Just paycheques, but more than any soldier in the Corps. “And these didn’t?” Pasha kneels and checks the pale face of another fallen assailant. Their rage against her has disappeared as quickly as it came.
“They were late to the proceedings,” says June. “Punishment?” She may as well be speaking to the wind, though. Her words are anathema in the alcazar, the bringer of their downfall.
“Is it poor taste to gag a Thurmgeist?” Pasha asks.
Cackles ponders this. “They’re stowaways, after all. Fit her into a box.

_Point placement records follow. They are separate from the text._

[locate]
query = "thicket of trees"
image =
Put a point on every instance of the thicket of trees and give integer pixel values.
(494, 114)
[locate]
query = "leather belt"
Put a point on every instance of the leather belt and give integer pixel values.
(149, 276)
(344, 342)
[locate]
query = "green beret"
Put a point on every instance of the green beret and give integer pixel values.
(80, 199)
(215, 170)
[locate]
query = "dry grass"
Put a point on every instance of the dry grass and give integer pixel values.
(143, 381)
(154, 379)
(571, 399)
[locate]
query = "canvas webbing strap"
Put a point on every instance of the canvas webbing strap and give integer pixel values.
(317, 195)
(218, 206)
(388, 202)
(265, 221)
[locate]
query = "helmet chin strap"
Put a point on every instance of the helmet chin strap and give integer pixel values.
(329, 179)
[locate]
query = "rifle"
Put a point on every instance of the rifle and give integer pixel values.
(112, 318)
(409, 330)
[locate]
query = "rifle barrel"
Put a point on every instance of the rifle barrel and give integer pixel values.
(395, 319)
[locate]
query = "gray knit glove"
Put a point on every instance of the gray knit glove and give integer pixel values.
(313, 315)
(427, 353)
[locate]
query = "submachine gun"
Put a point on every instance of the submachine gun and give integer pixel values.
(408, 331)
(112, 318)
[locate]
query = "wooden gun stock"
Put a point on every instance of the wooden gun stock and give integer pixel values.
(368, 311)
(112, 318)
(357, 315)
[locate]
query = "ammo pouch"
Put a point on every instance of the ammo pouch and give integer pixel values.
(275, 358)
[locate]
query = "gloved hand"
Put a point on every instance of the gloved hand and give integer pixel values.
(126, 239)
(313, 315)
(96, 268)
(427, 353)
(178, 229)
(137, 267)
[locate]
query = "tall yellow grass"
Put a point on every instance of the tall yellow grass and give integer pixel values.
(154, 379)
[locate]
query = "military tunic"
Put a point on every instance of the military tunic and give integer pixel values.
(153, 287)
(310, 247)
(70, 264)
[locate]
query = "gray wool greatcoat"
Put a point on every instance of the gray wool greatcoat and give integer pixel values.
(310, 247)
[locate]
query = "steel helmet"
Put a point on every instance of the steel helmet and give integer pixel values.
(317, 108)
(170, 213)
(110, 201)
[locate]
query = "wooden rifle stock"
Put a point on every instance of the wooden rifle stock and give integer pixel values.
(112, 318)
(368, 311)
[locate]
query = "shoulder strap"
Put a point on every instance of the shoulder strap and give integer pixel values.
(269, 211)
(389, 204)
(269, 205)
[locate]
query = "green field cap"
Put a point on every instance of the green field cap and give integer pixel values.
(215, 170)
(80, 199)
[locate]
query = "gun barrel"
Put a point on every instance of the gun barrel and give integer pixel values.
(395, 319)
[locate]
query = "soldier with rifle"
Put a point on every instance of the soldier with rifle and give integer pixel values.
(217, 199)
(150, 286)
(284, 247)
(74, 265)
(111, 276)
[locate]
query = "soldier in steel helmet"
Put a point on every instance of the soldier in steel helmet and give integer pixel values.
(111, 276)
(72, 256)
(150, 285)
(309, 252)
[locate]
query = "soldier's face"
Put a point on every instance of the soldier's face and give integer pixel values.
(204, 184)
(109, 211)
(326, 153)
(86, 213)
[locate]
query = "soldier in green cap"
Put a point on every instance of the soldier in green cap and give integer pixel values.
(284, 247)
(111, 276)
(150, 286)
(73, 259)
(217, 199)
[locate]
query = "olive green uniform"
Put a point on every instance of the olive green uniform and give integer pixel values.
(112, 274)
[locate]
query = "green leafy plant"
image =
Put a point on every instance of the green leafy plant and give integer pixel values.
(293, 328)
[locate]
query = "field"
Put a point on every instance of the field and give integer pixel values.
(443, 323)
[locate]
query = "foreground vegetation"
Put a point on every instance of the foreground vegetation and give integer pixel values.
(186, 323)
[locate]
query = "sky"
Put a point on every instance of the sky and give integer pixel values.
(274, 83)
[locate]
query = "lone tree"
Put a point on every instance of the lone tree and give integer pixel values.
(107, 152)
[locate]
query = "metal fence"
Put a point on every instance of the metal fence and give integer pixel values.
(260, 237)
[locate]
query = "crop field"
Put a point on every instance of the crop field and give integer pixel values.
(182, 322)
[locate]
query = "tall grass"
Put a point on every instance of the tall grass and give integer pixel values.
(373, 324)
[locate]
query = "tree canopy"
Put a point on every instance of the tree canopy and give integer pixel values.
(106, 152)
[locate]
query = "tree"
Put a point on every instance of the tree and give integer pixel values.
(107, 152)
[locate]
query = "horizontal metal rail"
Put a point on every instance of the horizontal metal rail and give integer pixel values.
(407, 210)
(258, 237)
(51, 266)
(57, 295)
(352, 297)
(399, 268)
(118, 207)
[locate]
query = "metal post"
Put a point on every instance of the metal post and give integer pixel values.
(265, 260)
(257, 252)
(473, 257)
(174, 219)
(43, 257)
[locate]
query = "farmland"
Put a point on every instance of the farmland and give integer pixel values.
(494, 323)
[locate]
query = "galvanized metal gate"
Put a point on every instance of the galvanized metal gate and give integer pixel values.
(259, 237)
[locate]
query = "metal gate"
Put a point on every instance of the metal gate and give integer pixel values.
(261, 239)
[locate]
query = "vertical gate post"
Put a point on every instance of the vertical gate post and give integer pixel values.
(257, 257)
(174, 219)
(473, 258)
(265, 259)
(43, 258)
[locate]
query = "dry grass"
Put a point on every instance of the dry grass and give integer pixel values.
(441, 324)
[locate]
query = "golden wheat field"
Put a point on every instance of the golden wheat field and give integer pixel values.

At least it will be familiar.” He turns to the Thurmgeist. “You should be used to it by now.”
The remark sits spoiled in June-Leckie, but she keeps her comments to herself.
“Remind me why you told her?” Pasha asks while the elites search the bodies.
“These conspirators are the equivalent of religious zealots,” says Gauss, “and have been stoking this fire for quite some time. Our best option is to force them to attack us now when we’re ready rather than later when we may not be. Simple tactics.” The general sheathes his machete. “What happened tonight was not unexpected.”
“You’re assuming they are ‘conspirators,’ then.”
“Aren’t you doing the same?”
Before Pasha can answer, Captain Drinnam joins them, a double-bladed polearm swinging from his back. “I would have come, Signature, but more were coming for him.” He kneels immediately, offering his neck to her. “Be done with it if you must.”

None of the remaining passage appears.